Первая беседа двух людей, один из которых дипломат официальный, а другой не чужд этого искусства – особое событие. Сперва обе стороны стараются сопоставить уже имеющиеся у них сведения с реальностью, проверяя то или иное утверждение намеками, отслеживанием реакции на слово или жест, расстановкой логических и эмоциональных ловушек. И только затем, когда закончится всё вышеперечисленно, замаскированное под светскую часть беседы, необходимую для соблюдения правил приличия, начинается главное. Правда, товарищ министра иностранных дел Российской империи уже понял, что кое в чём канцлер Горчаков был прав. Станич имел нечто общее с Отто фон Бисмарком.
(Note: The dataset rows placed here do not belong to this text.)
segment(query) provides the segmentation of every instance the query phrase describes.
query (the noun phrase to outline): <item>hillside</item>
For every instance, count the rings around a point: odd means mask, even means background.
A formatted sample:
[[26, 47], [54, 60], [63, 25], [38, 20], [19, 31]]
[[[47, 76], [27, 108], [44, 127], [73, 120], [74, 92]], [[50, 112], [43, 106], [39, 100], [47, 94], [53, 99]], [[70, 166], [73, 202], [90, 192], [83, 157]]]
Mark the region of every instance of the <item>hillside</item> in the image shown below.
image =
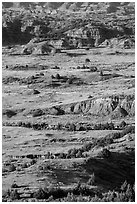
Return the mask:
[[135, 34], [134, 2], [3, 2], [2, 12], [4, 44], [60, 38], [93, 25], [103, 28], [106, 38]]

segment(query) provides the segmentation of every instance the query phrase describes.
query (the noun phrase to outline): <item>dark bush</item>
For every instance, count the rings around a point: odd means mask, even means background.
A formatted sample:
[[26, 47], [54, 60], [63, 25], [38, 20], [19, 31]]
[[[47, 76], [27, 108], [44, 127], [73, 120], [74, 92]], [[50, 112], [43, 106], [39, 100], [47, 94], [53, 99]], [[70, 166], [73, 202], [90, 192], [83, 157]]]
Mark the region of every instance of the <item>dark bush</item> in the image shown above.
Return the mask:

Особенно в том, что касалось нежелания плести дипломатические кружева там, где можно было изложить что-либо прямым текстом. Притворная внешняя открытость, но не из-за недостатка умения плести словесные кружева, а как используемый стиль давления на собеседника и возможности ударить в нужный момент. Это Игнатьев понимал и принимал, встроив подтвержденное в манеру разговора с конкретным своим визави.
- Император будет рад видеть своего брата, - кривовато улыбаясь, подтвердил Станич, смотря то на Игнатьева, то на украшающие стену кабинета мэра картины, в большинстве своём довольно неплохие пейзажи и виды собственно Нью-Йорка. -Мы оба надеемся и почти уверены, что эта встреча с родным человеком будет более радостной для всех. Недоразумения наподобие случившегося… Они воспринимаются как необходимое зло подобными нам людьми, а вот носящие корону порой реагируют слишком эмоционально. Учитывая же дела семейные, ситуация может стать ещё более сложной.
- Великий князь Александр понимает щекотливость случившегося и намерен исправить горячность, допущенную цесаревичем в присутствии императора Владимира I и вашем.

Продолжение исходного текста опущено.